This black hole has a mass of 7 billion suns, and it's changing the way scientists think about how galaxies develop.
Astronomers were stunned to discover an incredibly massive black hole recently that is accompanied by a rather average galaxy, a bizarre finding that may force scientists to change the way they think about how galaxies develop.
The black hole has 7 billion solar masses, making it one of the largest ever discovered, but rather than having a proportionally large galaxy around it, it actually has a fairly small galaxy encircling it, according to an Astronomy.com report.
Using the W. M. Keck Observatory’s 10-meter Keck I Telescope in Hawaii, and international team of scientists spied galaxy CID-947, about 11 billion light-years away, making it just a couple billion years removed from the Big Bang. The galaxy has a fairly typical size, but the black hole at its center is of an incredible size. In most cases, black holes have a mass of less than 1 percent of the galaxy, and scientists have always believed that galaxies necessarily develop proportionally to the size of the black hole at their center. But the black hole in this galaxy makes up 10 percent of the host galaxy.
This isn’t a temporary situation either, scientists believe.
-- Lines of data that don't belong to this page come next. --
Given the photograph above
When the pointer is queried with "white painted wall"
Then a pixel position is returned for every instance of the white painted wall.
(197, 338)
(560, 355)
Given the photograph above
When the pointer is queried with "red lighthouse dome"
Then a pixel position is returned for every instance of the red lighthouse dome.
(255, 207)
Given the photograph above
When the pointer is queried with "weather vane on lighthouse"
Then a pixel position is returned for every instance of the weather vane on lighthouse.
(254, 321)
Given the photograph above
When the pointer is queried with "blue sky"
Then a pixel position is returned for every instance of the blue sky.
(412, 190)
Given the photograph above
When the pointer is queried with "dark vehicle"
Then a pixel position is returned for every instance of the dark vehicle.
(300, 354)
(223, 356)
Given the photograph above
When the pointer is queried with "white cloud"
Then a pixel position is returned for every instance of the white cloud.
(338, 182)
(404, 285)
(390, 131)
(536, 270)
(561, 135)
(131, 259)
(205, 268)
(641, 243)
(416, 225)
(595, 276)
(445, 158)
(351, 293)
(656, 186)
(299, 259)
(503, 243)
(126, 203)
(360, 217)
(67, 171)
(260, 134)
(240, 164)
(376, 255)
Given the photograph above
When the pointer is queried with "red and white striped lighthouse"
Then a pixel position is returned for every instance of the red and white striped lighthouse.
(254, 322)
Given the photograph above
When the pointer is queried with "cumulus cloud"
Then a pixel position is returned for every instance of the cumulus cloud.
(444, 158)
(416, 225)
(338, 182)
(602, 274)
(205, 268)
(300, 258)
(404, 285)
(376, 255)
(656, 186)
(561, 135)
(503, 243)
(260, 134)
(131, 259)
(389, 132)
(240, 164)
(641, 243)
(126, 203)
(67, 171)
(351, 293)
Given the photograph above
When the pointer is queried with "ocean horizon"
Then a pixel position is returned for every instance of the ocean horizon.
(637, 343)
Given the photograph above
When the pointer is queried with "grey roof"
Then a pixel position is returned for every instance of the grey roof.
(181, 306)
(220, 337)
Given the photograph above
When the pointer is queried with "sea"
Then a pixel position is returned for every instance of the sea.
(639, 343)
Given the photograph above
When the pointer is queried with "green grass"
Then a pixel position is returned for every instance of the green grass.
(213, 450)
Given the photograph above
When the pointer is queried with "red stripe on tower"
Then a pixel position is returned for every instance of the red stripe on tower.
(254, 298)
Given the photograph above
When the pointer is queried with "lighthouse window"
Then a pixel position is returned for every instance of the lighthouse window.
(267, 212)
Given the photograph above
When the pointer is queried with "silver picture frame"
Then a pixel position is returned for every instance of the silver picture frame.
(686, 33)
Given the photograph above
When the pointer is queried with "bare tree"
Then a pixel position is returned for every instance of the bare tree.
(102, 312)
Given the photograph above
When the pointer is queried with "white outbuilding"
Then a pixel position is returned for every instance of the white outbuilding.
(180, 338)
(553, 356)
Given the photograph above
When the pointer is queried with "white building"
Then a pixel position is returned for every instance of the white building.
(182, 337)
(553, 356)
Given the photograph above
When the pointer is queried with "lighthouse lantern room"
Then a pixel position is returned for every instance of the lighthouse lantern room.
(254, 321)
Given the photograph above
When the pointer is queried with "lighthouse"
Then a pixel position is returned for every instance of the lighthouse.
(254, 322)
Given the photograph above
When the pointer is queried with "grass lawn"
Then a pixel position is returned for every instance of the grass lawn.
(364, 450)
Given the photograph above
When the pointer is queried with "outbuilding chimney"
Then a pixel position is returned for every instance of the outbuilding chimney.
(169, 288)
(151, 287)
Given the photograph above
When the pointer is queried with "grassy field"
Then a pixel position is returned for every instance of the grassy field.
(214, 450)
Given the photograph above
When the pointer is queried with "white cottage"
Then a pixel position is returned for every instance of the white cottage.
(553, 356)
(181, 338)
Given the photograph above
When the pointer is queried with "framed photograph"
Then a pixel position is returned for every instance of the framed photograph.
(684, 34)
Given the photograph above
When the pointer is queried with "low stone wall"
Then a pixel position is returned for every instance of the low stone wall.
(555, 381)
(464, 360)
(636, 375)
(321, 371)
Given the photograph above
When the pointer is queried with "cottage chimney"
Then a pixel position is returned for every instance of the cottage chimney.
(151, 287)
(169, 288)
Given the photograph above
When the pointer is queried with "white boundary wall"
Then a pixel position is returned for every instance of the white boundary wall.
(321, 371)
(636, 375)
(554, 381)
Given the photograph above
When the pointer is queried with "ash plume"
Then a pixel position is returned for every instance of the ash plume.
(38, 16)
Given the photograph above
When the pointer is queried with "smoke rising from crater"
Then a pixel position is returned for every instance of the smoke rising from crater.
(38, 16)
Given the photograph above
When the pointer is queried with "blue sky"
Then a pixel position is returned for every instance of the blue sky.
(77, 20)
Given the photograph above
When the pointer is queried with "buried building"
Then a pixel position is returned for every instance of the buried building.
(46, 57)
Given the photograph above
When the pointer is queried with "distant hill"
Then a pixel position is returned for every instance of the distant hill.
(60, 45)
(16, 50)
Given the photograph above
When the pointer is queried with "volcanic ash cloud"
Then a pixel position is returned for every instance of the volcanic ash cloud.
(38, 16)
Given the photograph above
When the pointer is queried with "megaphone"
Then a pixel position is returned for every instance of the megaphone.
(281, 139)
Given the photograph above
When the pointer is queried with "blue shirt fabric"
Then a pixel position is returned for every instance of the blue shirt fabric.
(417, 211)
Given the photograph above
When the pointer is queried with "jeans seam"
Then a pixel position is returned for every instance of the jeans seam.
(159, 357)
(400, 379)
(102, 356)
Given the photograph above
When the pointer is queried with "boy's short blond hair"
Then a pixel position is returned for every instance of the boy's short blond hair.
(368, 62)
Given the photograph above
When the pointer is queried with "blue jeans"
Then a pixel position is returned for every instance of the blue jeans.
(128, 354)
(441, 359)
Although it’s possible that the galaxy will continue to grow, this disparity isn’t likely to change much, according to the report.
The astronomers believe that this situation could have come about because the black hole grew too quickly for the host galaxy, something that scientists hadn’t considered before and may change the way they think about galaxy evolution.
It was an incredibly surprising revelation for the astronomers, so much so that two scientists attempted to independently verify the measurements of CID-947 independently, and were able to do so.